アイスを食べ終えた俺たちは、お化け屋敷『ハンドレッドアパート』に行く事になった。

ここは、名誉挽回のチャンスだ。

動画で観た情報によると、女子は怖いものが苦手で、男らしさをしっかり見せれば、手をつないだりするきっかけにもできる!

『ハンドレッドアパート』は、幽霊たちが夜な夜な屋敷で晩餐会をやっているところに、ゲストは知らずに招かれるという設定らしい。

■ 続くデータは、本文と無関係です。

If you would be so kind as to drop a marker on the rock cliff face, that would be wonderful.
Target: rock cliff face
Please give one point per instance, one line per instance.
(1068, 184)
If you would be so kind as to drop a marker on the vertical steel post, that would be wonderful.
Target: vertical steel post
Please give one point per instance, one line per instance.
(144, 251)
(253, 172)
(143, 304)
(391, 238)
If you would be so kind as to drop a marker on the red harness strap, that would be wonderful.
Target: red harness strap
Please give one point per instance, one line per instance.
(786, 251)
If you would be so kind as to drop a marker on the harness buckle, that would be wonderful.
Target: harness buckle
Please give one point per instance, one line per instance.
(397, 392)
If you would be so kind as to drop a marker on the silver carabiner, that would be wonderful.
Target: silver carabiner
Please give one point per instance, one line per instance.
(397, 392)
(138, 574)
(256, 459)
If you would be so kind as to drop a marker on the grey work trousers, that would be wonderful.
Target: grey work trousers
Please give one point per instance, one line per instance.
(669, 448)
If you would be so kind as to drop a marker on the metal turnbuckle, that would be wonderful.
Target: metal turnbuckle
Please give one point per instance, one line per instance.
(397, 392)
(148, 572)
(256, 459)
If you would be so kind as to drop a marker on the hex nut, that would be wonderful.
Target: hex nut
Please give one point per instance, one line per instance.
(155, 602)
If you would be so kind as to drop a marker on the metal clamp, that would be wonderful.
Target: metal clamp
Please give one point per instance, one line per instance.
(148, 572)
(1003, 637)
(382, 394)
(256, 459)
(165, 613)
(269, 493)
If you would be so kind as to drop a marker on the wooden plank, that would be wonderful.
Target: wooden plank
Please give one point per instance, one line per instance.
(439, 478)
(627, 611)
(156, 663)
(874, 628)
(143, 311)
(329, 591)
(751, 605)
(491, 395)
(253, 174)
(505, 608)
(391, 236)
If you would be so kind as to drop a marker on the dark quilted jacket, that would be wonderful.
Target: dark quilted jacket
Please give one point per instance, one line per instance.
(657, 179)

とは言えお化け屋敷なんて、所詮はつくりもの。まぁ大して怖いことなんてないだろう。

ふっふっふ。
これは藤島と急接近のチャンスだぜ。

数十分ならんだ後、俺たちの番となった。

「あれ?健斗ぉ〜。ひょっとしてビビってる?」

「バ、バカ言うな。そ、そんな訳ないだろ!」
 
のぼりからのチャチャに、藤島も笑ってる。
これはやはり、お化け屋敷で名誉挽回するしかない・・・。

入口からヒンヤリと冷たい空気がただよっていて、おどろしい雰囲気だ。

「いやぁ、ほんとに何か出てきそう〜」

案の定、女子がビビってるな。

「思ったより大したことないよな、な、武志?」

「まぁな、子供向けって感じがするよな〜」

前半の方は、特に大きな仕掛けもなく、小さな仕掛けがチョコチョコと出てくるくらいで、チョット拍子抜けした感じだ。

そして、いよいよ晩餐会が行われる大広間がやってきた。

「これ絶対、何か仕掛けがあるよ〜。ここは男子がドア空けて!!」

「オーケーわかった。俺が行くよ」

勇敢さを見せつけるチャンスとばかりに、すかさずドアに手をかける俺。

ドアノブを回した瞬間、


ピギャぁぁぁぁぁぁぁぁ〜〜〜〜〜〜〜〜


大きな音と共に、大量のお化けが逆さ吊りでいきなり目の前に現れ、とんでもない悲鳴をあげてしまった。

これには武志は言うまでもなく、のぼりも藤島も大笑い。

ここから、『健斗ッキーチキン』という、まったくもって不名誉なニックネームを頂戴してしまった...。